Why small wins generate motivation

From The Progress Principle: Using Small Wins to Ignite Joy, Engagement, and Creativity at Work by Teresa Amabile:

This pattern is what we call the progress principle: of all the positive events that influence inner work life, the single most powerful is progress in meaningful work; of all the negative events, the single most powerful is the opposite of progress—setbacks in the work.

We consider this to be a fundamental management principle: facilitating progress is the most effective way for managers to influence inner work life. Even when progress happens in small steps, a person’s sense of steady forward movement toward an important goal can make all the difference between a great day and a terrible one.

This pattern became increasingly obvious as the diaries came in from all the teams in our study. People’s inner work lives seemed to lift or drag depending on whether or not their projects moved forward, even by small increments.
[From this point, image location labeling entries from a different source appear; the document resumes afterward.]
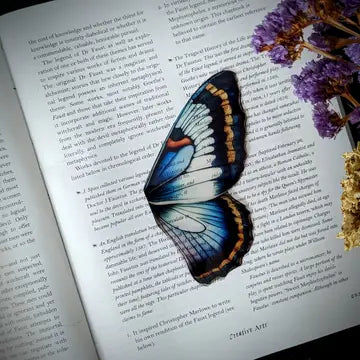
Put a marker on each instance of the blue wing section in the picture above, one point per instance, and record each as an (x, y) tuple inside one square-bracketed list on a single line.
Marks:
[(200, 160), (213, 236), (208, 139)]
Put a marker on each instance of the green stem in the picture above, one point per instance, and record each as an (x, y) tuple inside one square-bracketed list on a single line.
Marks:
[(326, 54), (321, 52), (340, 43)]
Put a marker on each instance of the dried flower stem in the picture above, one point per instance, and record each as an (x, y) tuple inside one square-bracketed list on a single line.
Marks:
[(349, 97), (330, 21), (349, 21), (340, 43), (317, 50), (326, 54)]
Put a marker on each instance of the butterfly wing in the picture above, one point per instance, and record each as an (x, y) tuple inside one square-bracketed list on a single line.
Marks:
[(213, 236), (203, 156)]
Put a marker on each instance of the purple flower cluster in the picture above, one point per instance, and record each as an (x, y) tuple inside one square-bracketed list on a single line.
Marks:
[(319, 37), (350, 6), (281, 34), (276, 33), (353, 52), (355, 116), (327, 122), (321, 80)]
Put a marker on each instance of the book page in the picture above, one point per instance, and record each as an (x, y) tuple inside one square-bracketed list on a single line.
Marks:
[(41, 316), (101, 86)]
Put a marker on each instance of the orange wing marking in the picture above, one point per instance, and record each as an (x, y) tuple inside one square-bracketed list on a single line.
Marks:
[(237, 247), (225, 104), (177, 144)]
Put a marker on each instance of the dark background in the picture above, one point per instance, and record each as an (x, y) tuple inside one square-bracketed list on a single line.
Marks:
[(339, 345)]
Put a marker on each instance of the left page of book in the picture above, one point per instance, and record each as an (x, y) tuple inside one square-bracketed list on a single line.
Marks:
[(41, 316)]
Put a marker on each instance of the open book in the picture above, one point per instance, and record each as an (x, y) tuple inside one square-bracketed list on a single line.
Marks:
[(85, 272)]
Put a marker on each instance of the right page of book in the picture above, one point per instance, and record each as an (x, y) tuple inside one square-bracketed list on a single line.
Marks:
[(101, 84)]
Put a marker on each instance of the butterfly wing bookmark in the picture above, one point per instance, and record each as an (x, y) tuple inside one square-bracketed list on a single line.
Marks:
[(200, 160)]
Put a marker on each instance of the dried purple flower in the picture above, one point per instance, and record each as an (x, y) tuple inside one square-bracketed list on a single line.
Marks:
[(350, 7), (355, 116), (320, 36), (327, 122), (322, 80), (281, 32), (320, 41), (353, 52)]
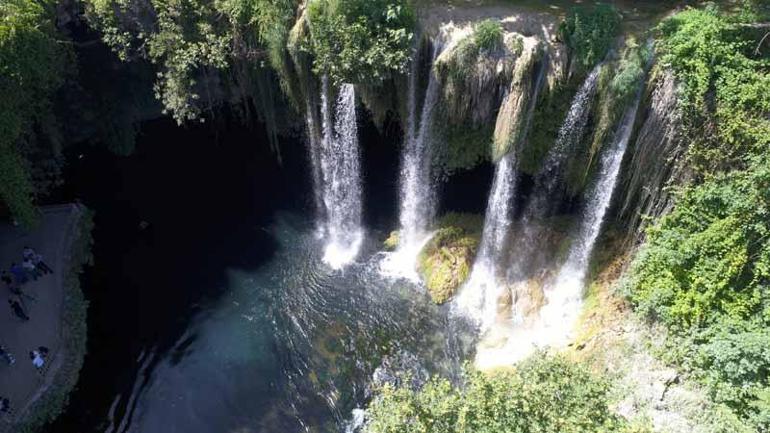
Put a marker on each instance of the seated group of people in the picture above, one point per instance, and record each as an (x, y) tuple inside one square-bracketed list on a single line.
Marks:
[(31, 268)]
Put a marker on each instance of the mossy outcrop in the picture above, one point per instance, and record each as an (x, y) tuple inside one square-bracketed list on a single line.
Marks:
[(445, 261), (516, 108), (475, 70), (391, 243)]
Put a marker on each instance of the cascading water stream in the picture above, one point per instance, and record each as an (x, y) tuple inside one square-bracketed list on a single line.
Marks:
[(564, 296), (340, 177), (417, 186), (479, 296), (550, 175)]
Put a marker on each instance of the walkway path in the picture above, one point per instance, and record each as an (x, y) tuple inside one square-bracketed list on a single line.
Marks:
[(21, 383)]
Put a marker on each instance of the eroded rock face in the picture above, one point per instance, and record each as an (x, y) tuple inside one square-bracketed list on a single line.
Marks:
[(474, 80), (656, 158), (515, 109)]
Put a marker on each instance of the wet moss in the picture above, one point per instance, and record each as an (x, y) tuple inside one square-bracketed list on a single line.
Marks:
[(445, 262), (391, 243)]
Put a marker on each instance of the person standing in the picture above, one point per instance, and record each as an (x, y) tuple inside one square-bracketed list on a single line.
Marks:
[(38, 357), (5, 354), (37, 259), (31, 269), (6, 278), (19, 274), (18, 310)]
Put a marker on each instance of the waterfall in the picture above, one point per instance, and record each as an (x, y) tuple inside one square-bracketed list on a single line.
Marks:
[(568, 138), (339, 176), (550, 175), (564, 296), (481, 293), (314, 155), (417, 186)]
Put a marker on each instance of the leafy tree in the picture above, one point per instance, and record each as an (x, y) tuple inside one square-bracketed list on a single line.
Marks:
[(190, 39), (360, 41), (589, 32), (542, 394), (705, 269), (32, 66)]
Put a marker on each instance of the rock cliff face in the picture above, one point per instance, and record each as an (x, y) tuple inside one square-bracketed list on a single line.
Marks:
[(656, 159)]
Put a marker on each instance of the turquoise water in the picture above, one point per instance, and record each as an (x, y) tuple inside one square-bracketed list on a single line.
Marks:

Small wins often had a surprisingly strong positive effect, and small losses a surprisingly strong negative one.

Notes: Perhaps this is one of the reasons why celebrating wins is so important — it’s a way of reminding yourself of your progress. And why Jeff Weiner starts staff meetings with wins.

2 thoughts on “Why small wins generate motivation

  1. This is such an important insight. While home runs are obviously desirable, they don’t come around as often as we’d like. As such, small wins become the lifeblood of daily progression. I personally look for small wins every single work day — often, they are just sitting there for the taking.

    There’s a great sports analogy here. Back in high school, my basketball coach used to tell us that when our shots weren’t falling (i.e. when we were ice cold), we should do small things to build our confidence. Drawing a foul and getting a couple of free throws does wonders when you aren’t hitting the 30 footers. The same philosophy applies to the workplace and it’s something every manager should communicate to their teams.

    • I’m similar, Colin. And I think there’s also a management take-away here. Reviewing your and your team’s recent wins is very important; it reminds everyone that we’re making progress, and makes everyone feel good.